Abstract
The recent discovery of superconductivity under high pressure in the two-leg ladder compound BaFe2S3
[H. Takahashi et al., Nat. Mater. 14, 1008 (2015)] opens a broad avenue of research, because it represents the
first report of pairing tendencies in a quasi-one-dimensional iron-based high-critical-temperature superconductor.

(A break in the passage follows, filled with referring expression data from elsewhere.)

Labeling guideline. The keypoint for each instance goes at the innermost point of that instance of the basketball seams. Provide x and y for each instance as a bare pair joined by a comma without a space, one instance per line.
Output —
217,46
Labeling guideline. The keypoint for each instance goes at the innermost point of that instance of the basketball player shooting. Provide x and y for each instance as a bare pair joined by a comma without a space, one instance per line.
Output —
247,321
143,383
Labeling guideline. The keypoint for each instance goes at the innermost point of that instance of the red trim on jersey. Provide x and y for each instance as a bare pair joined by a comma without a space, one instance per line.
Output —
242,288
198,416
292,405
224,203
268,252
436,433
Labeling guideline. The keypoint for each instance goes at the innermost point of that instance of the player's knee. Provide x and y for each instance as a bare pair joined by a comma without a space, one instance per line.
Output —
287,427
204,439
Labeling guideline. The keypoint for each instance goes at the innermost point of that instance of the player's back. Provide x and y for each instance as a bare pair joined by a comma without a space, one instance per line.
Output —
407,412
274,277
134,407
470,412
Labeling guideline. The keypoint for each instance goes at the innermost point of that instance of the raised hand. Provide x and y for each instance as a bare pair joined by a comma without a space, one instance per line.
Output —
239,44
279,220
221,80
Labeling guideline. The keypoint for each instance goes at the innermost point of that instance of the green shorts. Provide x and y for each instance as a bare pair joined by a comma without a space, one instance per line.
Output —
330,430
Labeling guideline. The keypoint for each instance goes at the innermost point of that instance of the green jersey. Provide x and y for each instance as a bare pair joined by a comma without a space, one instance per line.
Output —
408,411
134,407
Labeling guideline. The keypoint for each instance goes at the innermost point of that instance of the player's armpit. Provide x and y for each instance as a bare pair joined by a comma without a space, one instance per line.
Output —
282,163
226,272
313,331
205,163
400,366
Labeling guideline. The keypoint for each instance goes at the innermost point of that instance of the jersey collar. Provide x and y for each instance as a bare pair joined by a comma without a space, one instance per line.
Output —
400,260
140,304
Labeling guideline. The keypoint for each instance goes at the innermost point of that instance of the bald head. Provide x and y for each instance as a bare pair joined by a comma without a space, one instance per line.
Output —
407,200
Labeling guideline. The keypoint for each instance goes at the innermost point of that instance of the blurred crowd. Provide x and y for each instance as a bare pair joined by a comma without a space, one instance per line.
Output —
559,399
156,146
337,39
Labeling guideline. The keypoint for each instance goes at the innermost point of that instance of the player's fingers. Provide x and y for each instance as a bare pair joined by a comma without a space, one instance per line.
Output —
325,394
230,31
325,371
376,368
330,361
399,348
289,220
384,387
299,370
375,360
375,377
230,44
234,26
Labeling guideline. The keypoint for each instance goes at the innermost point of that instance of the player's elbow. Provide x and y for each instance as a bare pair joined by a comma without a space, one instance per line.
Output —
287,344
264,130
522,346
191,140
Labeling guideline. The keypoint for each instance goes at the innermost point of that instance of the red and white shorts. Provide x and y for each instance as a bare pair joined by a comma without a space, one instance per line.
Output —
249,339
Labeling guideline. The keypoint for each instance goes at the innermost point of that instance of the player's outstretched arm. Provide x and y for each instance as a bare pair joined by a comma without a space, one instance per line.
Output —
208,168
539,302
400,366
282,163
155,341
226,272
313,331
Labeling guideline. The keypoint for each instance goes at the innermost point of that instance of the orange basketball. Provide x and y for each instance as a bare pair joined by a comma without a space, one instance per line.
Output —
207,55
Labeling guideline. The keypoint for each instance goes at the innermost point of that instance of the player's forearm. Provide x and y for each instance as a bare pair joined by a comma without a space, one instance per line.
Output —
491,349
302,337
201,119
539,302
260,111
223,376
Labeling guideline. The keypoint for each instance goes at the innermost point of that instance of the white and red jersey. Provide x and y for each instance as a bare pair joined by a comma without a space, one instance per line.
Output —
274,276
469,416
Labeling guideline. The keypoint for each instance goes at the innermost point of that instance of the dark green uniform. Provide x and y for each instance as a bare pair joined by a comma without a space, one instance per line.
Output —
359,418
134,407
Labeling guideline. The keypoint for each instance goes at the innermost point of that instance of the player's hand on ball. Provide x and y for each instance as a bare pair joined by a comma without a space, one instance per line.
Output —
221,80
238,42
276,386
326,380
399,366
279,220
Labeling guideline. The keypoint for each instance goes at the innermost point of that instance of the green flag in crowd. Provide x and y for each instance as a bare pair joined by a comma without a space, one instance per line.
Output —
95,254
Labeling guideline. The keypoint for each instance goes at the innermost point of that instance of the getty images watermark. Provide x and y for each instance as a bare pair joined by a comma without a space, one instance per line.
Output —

Similarly, as in the case of the cuprates, ladders and chains can be far more accurately studied using many-body
techniques and model Hamiltonians than their layered counterparts, particularly if several orbitals are active. In
this publication, we derive a two-orbital Hubbard model from first principles that describes individual ladders
of BaFe2S3. The model is studied with the density matrix renormalization group. These first reported results are
exciting for two reasons: (i) at half-filling, ferromagnetic order emerges as the dominant magnetic pattern along the
rungs of the ladder, and antiferromagnetic order along the legs, in excellent agreement with neutron experiments;
and (ii) with hole doping, pairs form in the strong coupling regime, as found by studying the binding energy of
two holes doped on the half-filled system. In addition, orbital selective Mott phase characteristics develop with
doping, with only oneWannier orbital receiving the hole carriers while the other remains half-filled. These results
suggest that the analysis of models for iron-based two-leg ladders could clarify the origin of pairing tendencies
and other exotic properties of iron-based high-critical-temperature superconductors in general.